An already cozy relationship between IBM and Lenovo just got a little cozier.
Lenovo bought IBM's PC division in 2005. It was a smart move for Lenovo, which saw its PC profits grow strongly, largely based on the popularity of IBM's ThinkPad laptops with SMBs. Its financial results were strong enough that Lenovo felt confident in dropping the IBM logo from the PCs sooner than planned.
The two companies inked a deal last spring in which IBM agreed to provide 24/7 technical support for Lenovo's customers. Thus Lenovo could focus on hardware, and let IBM handle service.

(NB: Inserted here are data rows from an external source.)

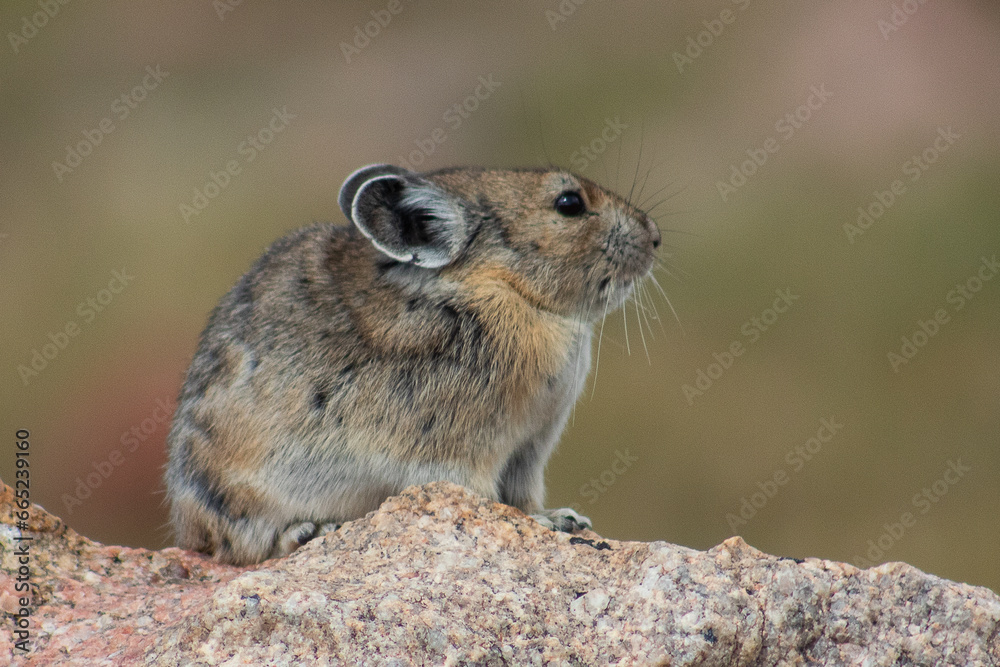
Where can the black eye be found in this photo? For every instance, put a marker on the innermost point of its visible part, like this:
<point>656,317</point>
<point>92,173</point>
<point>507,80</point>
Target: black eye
<point>570,203</point>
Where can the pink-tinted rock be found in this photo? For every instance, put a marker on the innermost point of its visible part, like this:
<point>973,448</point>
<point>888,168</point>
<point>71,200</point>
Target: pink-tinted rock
<point>440,576</point>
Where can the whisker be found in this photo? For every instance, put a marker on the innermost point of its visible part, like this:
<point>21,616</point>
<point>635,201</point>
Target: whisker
<point>625,318</point>
<point>667,298</point>
<point>645,299</point>
<point>600,339</point>
<point>638,319</point>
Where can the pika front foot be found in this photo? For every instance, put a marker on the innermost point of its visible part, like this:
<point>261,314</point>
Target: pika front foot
<point>564,520</point>
<point>298,534</point>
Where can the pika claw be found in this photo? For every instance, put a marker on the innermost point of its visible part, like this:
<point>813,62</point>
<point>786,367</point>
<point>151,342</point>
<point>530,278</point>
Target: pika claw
<point>563,520</point>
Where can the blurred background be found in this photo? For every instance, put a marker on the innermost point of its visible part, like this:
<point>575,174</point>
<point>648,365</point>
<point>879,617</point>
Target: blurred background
<point>763,127</point>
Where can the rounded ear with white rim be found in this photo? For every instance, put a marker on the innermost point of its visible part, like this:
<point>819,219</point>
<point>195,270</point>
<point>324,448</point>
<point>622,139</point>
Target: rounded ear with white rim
<point>404,215</point>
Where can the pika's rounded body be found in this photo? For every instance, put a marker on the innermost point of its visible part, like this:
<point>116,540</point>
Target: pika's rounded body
<point>445,335</point>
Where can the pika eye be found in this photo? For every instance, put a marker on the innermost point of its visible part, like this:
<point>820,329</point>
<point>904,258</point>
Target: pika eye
<point>570,203</point>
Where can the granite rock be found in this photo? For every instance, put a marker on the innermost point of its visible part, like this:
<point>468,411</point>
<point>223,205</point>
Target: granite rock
<point>440,576</point>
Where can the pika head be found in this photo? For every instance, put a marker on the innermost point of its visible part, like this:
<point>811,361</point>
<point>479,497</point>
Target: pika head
<point>444,334</point>
<point>560,240</point>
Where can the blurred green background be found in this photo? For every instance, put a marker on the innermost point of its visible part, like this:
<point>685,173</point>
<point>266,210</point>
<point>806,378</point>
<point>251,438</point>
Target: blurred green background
<point>683,466</point>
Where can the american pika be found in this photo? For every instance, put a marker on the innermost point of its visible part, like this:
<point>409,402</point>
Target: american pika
<point>444,335</point>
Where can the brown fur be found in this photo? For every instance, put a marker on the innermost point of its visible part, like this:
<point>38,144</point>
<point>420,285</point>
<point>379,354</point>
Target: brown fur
<point>332,375</point>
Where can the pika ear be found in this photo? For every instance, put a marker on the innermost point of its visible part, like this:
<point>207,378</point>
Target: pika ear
<point>404,215</point>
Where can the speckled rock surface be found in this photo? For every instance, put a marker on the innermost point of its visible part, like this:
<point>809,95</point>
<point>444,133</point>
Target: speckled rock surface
<point>440,576</point>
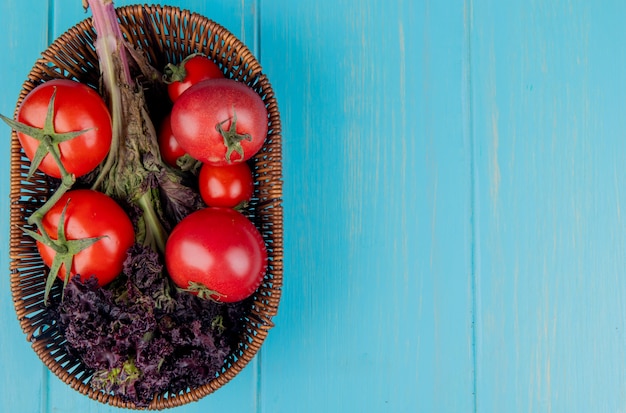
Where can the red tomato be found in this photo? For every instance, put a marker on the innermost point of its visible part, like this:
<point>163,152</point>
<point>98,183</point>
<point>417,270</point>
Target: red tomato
<point>77,107</point>
<point>225,186</point>
<point>90,214</point>
<point>190,71</point>
<point>220,121</point>
<point>218,250</point>
<point>168,145</point>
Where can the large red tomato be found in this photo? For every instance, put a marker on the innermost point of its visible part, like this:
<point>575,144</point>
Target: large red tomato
<point>225,186</point>
<point>77,107</point>
<point>90,214</point>
<point>190,71</point>
<point>218,253</point>
<point>220,121</point>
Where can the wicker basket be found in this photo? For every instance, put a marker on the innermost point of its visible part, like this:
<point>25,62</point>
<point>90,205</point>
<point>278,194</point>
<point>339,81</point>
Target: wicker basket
<point>165,34</point>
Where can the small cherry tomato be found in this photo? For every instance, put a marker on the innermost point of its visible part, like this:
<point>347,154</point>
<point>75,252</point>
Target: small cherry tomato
<point>226,186</point>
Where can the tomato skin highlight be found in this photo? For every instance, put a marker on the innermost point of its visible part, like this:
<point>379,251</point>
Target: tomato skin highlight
<point>199,111</point>
<point>226,186</point>
<point>220,249</point>
<point>197,69</point>
<point>77,107</point>
<point>91,214</point>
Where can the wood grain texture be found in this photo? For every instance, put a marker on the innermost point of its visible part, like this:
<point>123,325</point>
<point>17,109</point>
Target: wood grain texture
<point>454,182</point>
<point>548,96</point>
<point>377,301</point>
<point>23,377</point>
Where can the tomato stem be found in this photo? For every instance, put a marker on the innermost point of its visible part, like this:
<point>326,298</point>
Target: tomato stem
<point>177,73</point>
<point>155,233</point>
<point>232,139</point>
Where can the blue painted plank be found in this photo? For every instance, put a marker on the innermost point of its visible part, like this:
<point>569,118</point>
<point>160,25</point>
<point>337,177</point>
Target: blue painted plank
<point>548,92</point>
<point>20,369</point>
<point>376,313</point>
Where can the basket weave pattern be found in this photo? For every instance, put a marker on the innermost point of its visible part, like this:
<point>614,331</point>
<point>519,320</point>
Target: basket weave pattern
<point>165,34</point>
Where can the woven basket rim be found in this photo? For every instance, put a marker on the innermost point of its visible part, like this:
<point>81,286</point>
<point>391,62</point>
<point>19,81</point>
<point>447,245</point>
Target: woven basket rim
<point>27,271</point>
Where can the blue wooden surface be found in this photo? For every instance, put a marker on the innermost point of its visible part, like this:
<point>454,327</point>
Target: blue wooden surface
<point>454,182</point>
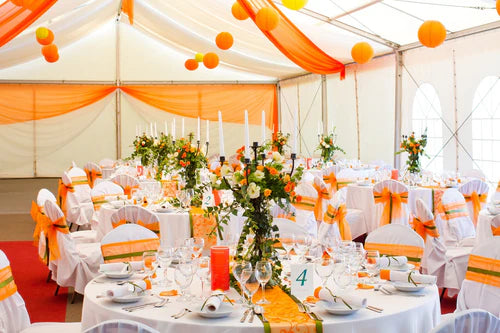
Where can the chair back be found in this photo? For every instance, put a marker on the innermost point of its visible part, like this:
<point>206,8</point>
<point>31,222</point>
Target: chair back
<point>481,287</point>
<point>397,240</point>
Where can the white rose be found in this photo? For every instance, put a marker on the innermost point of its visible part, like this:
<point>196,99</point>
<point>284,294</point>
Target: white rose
<point>253,191</point>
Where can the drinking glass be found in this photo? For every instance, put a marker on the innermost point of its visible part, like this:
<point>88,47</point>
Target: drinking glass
<point>263,272</point>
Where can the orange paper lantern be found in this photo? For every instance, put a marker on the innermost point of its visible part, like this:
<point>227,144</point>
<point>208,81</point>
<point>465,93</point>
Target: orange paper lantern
<point>431,33</point>
<point>267,18</point>
<point>47,40</point>
<point>191,64</point>
<point>362,52</point>
<point>239,12</point>
<point>224,40</point>
<point>211,60</point>
<point>49,51</point>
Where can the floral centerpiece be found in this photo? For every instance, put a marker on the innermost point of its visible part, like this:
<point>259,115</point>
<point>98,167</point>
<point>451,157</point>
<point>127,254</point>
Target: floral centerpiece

IBM made a flurry of acquisitions last year, most of which centered around software and services. The latest deal between IBM and Lenovo, in which Big Blue will license its x86 technology to Lenovo to be used in a line of SMB-oriented servers, further reinforces the idea that IBM is downplaying hardware in favor of software and services.
Under the agreement, the Chinese PC manufacturer will build one-processor and two-processor servers based on the IBM System x technology, reports The Register. IBM will continue to produce similar servers under its own brand, and will provide financing, maintenance and service contracts for both IBM and Lenovo servers.
The deal could help IBM strengthen its position in the SMB market -- albeit in an indirect way. While IBM has struggled to please its reseller partners, that doesn't appear to be the case with Lenovo. According to a reseller quoted in the Register article, sales of ThinkPads grew strongly after Lenovo's acquisition of the division thanks to Lenovo's "slick supply chain."